El estado también expresó su preocupación por un proyecto similar planeado justo al otro lado de la frontera estatal en el oeste de Texas.

Nuevo México ha acusado a la comisión de estar en connivencia con Holtec para “sellar” la propuesta. El estado argumenta que a casi todas las partes interesadas que han presentado una impugnación se les ha negado la posición y la oportunidad de participar de manera significativa.

“El mandato de la NRC no incluye el establecimiento de políticas o la alteración del debate público y animar enfáticamente los proyectos de la industria nuclear. Sin embargo, está haciendo ambas cosas en detrimento de Nuevo México ”, dice la denuncia.

Holtec está buscando una licencia de 40 años para construir lo que ha descrito como un complejo de vanguardia cerca de Carlsbad, que ya alberga el único depósito subterráneo del gobierno federal para los desechos de la era de la Guerra Fría generados por décadas de investigación nuclear. y fabricación de bombas.

Los ejecutivos de Holtec han dicho que el proyecto de almacenamiento es necesario porque Estados Unidos aún tiene que encontrar una solución permanente para lidiar con las toneladas de combustible gastado que se acumulan en las plantas de energía nuclear comerciales.

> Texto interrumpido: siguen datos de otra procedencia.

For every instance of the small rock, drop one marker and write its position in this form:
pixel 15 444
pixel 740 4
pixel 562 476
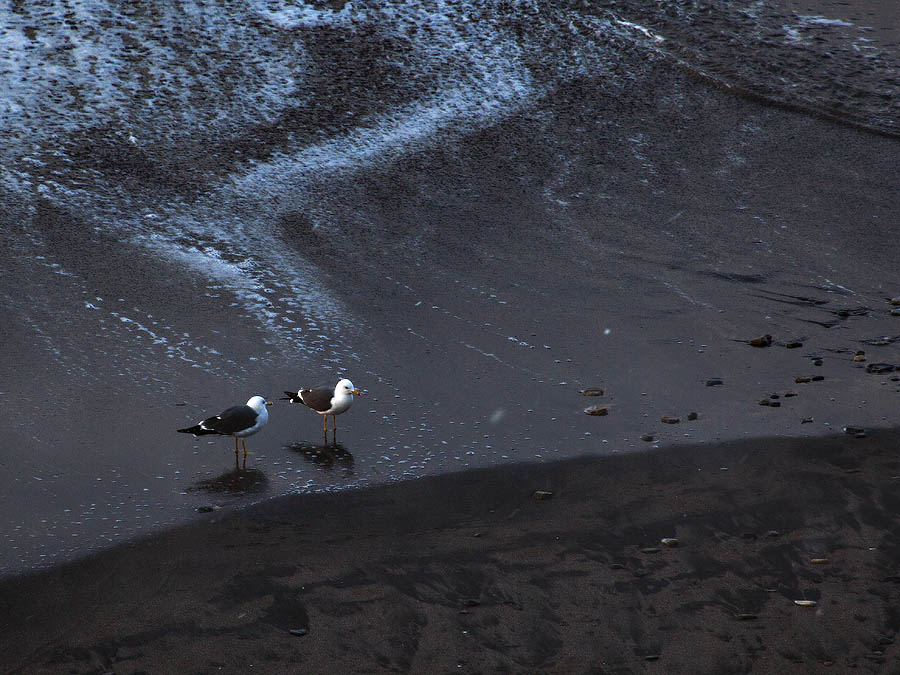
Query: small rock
pixel 763 341
pixel 880 368
pixel 597 410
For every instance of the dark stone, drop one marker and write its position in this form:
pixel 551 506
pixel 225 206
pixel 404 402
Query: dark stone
pixel 597 410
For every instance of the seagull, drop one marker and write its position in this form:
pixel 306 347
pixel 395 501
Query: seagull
pixel 326 401
pixel 238 421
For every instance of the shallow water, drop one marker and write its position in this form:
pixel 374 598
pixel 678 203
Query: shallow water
pixel 472 210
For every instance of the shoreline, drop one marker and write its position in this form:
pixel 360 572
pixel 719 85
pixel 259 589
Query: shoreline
pixel 470 572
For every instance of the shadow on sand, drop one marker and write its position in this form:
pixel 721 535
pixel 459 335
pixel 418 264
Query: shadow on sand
pixel 326 456
pixel 240 480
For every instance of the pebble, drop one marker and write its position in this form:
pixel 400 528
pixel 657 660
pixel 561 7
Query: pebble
pixel 763 341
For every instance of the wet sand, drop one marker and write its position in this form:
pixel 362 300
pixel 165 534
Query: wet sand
pixel 469 572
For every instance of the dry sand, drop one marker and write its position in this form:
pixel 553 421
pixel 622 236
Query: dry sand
pixel 471 573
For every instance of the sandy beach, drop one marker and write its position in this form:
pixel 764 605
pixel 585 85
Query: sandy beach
pixel 474 573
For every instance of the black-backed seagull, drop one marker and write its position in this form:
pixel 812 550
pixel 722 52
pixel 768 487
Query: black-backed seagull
pixel 325 400
pixel 238 421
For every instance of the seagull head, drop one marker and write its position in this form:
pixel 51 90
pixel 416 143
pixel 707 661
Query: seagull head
pixel 258 403
pixel 346 387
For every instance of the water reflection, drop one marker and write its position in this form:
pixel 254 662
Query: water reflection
pixel 326 455
pixel 238 481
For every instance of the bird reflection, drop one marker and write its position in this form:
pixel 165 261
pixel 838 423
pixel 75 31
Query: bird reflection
pixel 327 455
pixel 239 480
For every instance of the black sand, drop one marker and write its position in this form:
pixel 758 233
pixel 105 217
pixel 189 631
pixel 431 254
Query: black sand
pixel 471 573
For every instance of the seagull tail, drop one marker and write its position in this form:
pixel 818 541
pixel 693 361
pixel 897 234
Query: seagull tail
pixel 197 430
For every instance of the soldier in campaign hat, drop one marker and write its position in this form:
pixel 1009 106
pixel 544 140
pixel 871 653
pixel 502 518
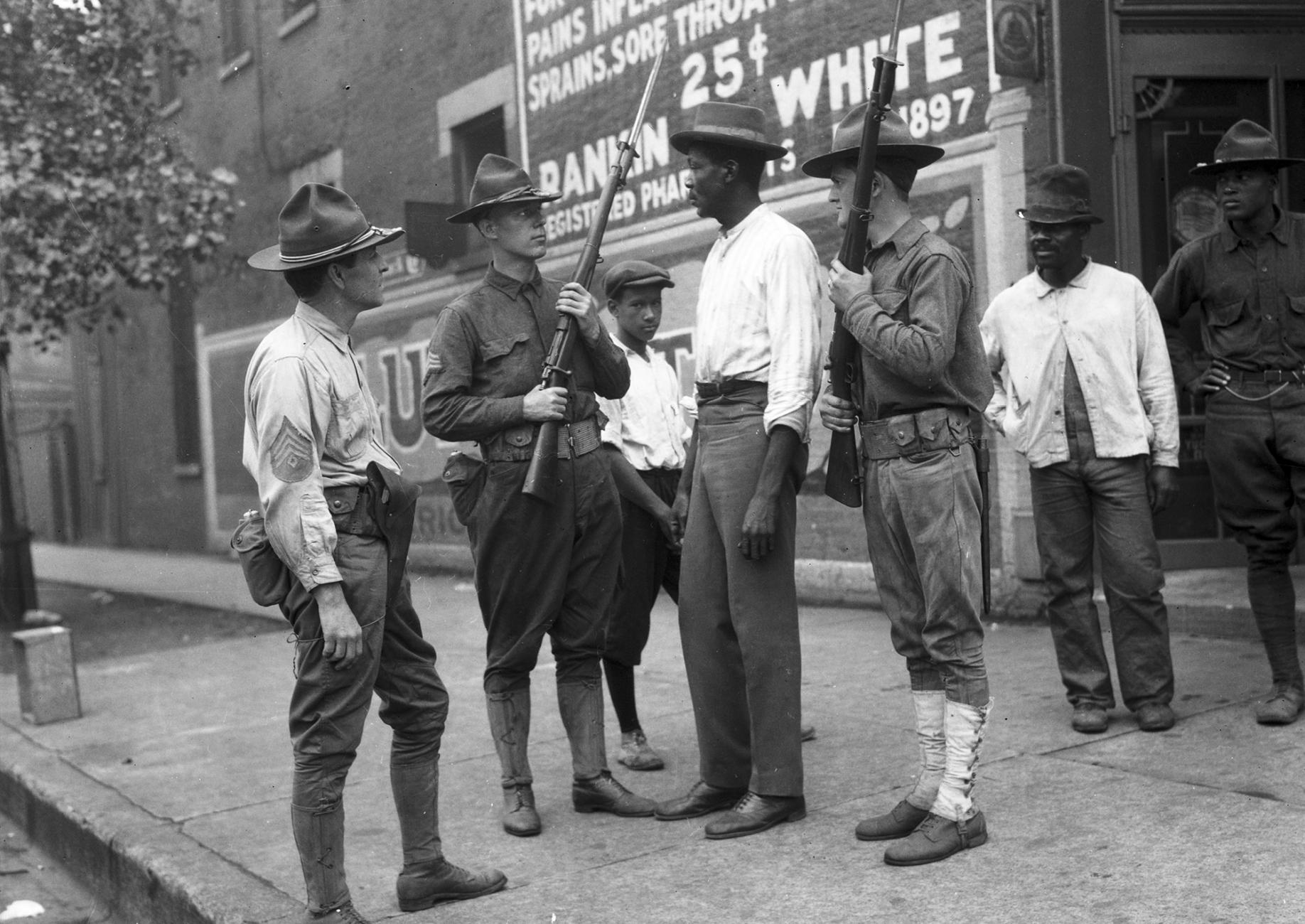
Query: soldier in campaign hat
pixel 922 380
pixel 757 355
pixel 542 569
pixel 313 443
pixel 1248 282
pixel 1091 405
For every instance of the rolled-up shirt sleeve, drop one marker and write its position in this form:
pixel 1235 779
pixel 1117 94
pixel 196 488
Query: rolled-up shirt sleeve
pixel 286 424
pixel 794 295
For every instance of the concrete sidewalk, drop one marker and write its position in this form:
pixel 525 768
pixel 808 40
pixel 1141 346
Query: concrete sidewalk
pixel 173 788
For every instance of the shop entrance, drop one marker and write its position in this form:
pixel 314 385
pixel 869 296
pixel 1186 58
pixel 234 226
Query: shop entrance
pixel 1180 95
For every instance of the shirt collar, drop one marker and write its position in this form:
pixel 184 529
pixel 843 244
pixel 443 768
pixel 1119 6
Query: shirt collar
pixel 323 326
pixel 1282 232
pixel 1080 281
pixel 515 287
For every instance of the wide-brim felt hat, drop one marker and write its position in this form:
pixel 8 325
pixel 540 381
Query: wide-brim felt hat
pixel 499 182
pixel 1245 145
pixel 635 273
pixel 1060 195
pixel 318 225
pixel 894 141
pixel 732 126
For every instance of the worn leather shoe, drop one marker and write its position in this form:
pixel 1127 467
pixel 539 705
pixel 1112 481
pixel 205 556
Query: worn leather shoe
pixel 518 812
pixel 901 821
pixel 440 881
pixel 603 794
pixel 1155 716
pixel 702 799
pixel 637 753
pixel 1281 707
pixel 938 838
pixel 756 813
pixel 1089 718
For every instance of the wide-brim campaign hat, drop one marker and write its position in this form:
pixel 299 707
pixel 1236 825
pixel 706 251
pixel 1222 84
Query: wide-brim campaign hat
pixel 1245 145
pixel 499 182
pixel 318 225
pixel 635 273
pixel 1060 195
pixel 894 141
pixel 732 126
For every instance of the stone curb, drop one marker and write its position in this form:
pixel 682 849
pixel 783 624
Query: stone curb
pixel 148 868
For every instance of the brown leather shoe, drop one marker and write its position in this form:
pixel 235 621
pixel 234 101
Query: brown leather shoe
pixel 702 799
pixel 1281 707
pixel 756 813
pixel 1089 718
pixel 938 838
pixel 603 794
pixel 1155 716
pixel 518 812
pixel 901 821
pixel 424 886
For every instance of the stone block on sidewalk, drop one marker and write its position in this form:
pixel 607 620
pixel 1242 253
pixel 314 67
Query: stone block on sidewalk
pixel 48 675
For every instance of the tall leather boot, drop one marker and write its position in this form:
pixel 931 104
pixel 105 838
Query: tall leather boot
pixel 593 786
pixel 509 724
pixel 930 709
pixel 320 838
pixel 955 824
pixel 427 877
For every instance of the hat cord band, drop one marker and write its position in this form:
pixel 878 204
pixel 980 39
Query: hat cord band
pixel 329 251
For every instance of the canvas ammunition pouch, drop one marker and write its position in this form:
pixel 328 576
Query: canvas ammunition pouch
pixel 914 434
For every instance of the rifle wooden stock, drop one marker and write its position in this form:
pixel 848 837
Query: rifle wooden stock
pixel 542 474
pixel 843 470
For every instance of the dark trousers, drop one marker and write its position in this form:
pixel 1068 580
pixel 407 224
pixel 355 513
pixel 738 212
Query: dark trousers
pixel 739 618
pixel 1095 503
pixel 546 569
pixel 1256 448
pixel 648 565
pixel 329 708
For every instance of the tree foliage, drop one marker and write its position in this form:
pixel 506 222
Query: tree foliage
pixel 95 192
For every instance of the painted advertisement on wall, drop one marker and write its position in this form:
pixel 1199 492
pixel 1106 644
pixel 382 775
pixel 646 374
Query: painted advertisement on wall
pixel 804 63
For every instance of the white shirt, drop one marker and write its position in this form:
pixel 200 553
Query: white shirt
pixel 758 315
pixel 1106 320
pixel 646 424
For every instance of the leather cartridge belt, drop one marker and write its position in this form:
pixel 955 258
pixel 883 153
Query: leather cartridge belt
pixel 1269 376
pixel 517 444
pixel 919 432
pixel 744 388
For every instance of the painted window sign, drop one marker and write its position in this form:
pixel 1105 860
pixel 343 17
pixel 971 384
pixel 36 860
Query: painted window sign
pixel 804 63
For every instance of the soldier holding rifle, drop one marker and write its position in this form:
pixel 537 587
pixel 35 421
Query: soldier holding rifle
pixel 922 375
pixel 541 568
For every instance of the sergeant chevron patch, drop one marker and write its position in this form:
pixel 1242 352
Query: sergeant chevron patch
pixel 291 453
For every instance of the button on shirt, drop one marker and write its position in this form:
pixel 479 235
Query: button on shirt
pixel 918 328
pixel 758 315
pixel 311 423
pixel 646 424
pixel 1250 293
pixel 1107 324
pixel 488 351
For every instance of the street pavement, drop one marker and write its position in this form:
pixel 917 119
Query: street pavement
pixel 173 788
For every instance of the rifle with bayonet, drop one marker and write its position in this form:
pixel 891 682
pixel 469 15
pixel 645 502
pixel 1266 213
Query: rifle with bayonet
pixel 843 470
pixel 542 474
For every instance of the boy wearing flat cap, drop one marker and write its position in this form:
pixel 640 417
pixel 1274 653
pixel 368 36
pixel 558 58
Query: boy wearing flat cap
pixel 645 441
pixel 1248 279
pixel 757 355
pixel 329 490
pixel 542 569
pixel 1083 390
pixel 922 377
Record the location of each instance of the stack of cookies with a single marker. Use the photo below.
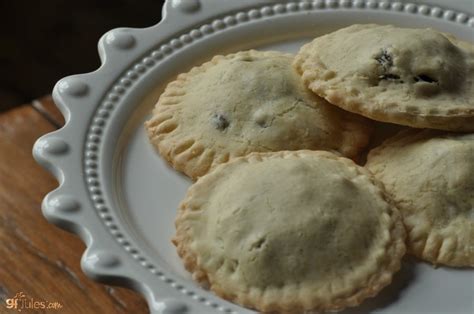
(282, 216)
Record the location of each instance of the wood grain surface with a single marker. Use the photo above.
(37, 258)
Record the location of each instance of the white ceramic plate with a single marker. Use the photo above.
(120, 197)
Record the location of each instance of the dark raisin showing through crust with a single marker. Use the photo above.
(385, 59)
(220, 122)
(424, 78)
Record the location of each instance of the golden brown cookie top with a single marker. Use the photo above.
(416, 77)
(290, 231)
(250, 101)
(429, 174)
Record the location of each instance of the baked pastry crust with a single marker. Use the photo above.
(415, 77)
(250, 101)
(290, 231)
(429, 175)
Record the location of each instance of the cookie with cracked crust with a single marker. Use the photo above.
(290, 232)
(251, 101)
(429, 175)
(415, 77)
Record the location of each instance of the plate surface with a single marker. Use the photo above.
(120, 197)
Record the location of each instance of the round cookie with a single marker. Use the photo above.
(290, 232)
(246, 102)
(429, 175)
(415, 77)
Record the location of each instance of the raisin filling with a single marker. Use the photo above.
(220, 122)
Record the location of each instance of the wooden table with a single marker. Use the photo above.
(36, 258)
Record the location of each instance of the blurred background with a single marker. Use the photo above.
(43, 41)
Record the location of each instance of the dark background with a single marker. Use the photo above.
(42, 41)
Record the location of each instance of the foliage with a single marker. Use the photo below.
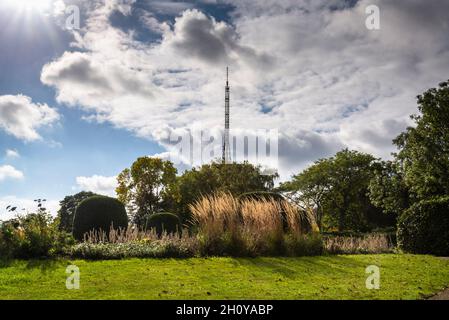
(147, 187)
(387, 189)
(228, 226)
(164, 222)
(34, 235)
(337, 189)
(68, 205)
(424, 227)
(424, 148)
(234, 178)
(172, 247)
(99, 213)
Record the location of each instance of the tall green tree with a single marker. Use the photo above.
(147, 187)
(235, 178)
(387, 188)
(424, 148)
(67, 209)
(337, 188)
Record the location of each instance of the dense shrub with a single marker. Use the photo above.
(164, 222)
(424, 227)
(163, 248)
(99, 213)
(373, 243)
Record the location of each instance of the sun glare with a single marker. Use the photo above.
(37, 5)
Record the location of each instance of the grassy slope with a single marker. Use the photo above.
(332, 277)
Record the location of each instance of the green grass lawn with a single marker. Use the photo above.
(324, 277)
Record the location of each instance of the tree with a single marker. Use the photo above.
(235, 178)
(387, 189)
(146, 187)
(66, 212)
(337, 188)
(424, 148)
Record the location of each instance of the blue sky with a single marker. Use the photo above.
(79, 105)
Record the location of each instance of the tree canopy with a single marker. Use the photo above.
(337, 188)
(146, 187)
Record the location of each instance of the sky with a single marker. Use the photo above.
(79, 103)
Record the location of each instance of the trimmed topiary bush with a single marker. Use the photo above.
(424, 228)
(99, 213)
(164, 221)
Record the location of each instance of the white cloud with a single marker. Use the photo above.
(98, 184)
(310, 69)
(10, 153)
(22, 118)
(9, 172)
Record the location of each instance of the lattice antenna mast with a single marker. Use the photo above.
(226, 154)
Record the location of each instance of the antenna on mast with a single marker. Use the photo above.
(226, 152)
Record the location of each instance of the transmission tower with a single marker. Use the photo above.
(226, 150)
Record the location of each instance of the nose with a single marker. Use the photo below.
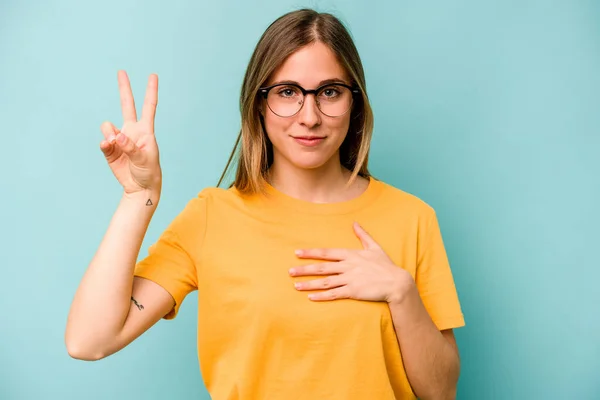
(309, 115)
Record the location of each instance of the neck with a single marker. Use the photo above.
(326, 184)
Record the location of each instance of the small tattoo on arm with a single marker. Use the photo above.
(139, 306)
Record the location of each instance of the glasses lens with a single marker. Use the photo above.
(334, 100)
(287, 100)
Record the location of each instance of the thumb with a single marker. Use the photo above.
(130, 149)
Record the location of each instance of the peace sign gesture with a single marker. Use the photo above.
(132, 151)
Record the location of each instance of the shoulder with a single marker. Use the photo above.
(401, 199)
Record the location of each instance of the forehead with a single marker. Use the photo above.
(310, 65)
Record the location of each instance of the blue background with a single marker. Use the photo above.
(487, 110)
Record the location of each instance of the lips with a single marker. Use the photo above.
(309, 141)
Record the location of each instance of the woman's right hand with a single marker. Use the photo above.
(132, 151)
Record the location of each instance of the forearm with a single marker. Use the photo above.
(432, 364)
(102, 301)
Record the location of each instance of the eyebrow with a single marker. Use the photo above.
(325, 82)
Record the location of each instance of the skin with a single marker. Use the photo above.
(311, 173)
(315, 174)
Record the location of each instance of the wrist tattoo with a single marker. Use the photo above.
(139, 306)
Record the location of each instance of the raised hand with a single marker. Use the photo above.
(132, 152)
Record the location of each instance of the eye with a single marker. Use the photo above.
(330, 92)
(287, 91)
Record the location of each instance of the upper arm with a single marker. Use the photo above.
(448, 334)
(152, 302)
(434, 279)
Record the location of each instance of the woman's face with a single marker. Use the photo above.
(308, 139)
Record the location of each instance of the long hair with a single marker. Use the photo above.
(282, 38)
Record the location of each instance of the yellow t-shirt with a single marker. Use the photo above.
(261, 339)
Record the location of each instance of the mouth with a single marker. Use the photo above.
(309, 141)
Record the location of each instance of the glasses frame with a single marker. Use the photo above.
(264, 92)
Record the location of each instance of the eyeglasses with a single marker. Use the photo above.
(287, 99)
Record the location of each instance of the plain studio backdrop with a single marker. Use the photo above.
(487, 110)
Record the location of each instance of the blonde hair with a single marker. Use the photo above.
(282, 38)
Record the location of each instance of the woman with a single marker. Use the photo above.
(296, 299)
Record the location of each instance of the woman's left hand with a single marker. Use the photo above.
(367, 274)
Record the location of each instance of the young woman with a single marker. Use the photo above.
(315, 280)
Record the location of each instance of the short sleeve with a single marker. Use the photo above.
(434, 279)
(171, 261)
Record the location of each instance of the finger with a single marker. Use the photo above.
(323, 254)
(150, 101)
(330, 282)
(130, 149)
(341, 292)
(324, 268)
(127, 103)
(109, 131)
(110, 151)
(367, 241)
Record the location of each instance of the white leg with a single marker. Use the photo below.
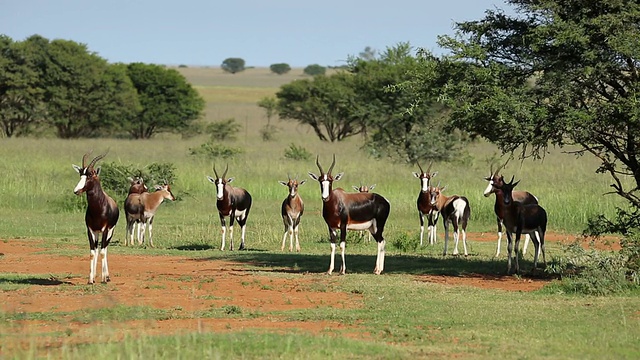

Según el Departamento de Energía de EE. UU., Los reactores nucleares en todo el país producen más de 2.000 toneladas métricas de desechos radiactivos al año, y la mayoría permanece en el lugar porque no hay otro lugar donde colocarlo.

En total, hay aproximadamente 83,000 toneladas métricas de combustible gastado en sitios de almacenamiento temporal en casi tres docenas de estados. El combustible está encerrado en piscinas de agua de hormigón revestidas de acero o en contenedores de acero y hormigón conocidos como barriles.

La primera fase del proyecto propuesto de Nuevo México requiere almacenar hasta 8,680 toneladas métricas de uranio, que se empaquetarían en 500 contenedores. La expansión futura podría dejar espacio para hasta 10,000 botes de combustible nuclear gastado durante seis décadas.

La denuncia de Nuevo México destaca un dilema legal para el gobierno federal. Ambas solicitudes de licencia exigen que el Departamento de Energía tome posesión del combustible gastado en una fecha futura y contrate a los desarrolladores de las instalaciones para almacenarlo hasta que esté disponible un depósito permanente. Sin embargo, la Ley de Política de Residuos Nucleares no permite que el Departamento de Energía tome posesión hasta que se establezca un depósito permanente.

“Es fundamentalmente injusto que nuestros residentes asuman los riesgos de la incertidumbre abierta”, dijo el Procurador General de Nuevo México, Héctor Balderas, en un comunicado.

Holtec ha dicho que el sitio en Nuevo México, a unas 35 millas (56 kilómetros) de Carlsbad, es remoto y geológicamente estable.

A pesar de la oposición de la gobernadora Michelle Lujan Grisham y otros en el estado, los líderes electos en el sureste de Nuevo México apoyan el proyecto, diciendo que traerá empleos e ingresos a la región y brindará una opción temporal para lidiar con el combustible gastado.

El estado primero objetó la recomendación preliminar de los reguladores federales de otorgar una licencia a Holtec en comentarios presentados a la comisión el otoño pasado. Aparte de las otras preocupaciones de Nuevo México, los funcionarios estatales han dicho que los reguladores no consideraron las preocupaciones de justicia ambiental y no han cumplido con otros requisitos establecidos por las leyes ambientales federales.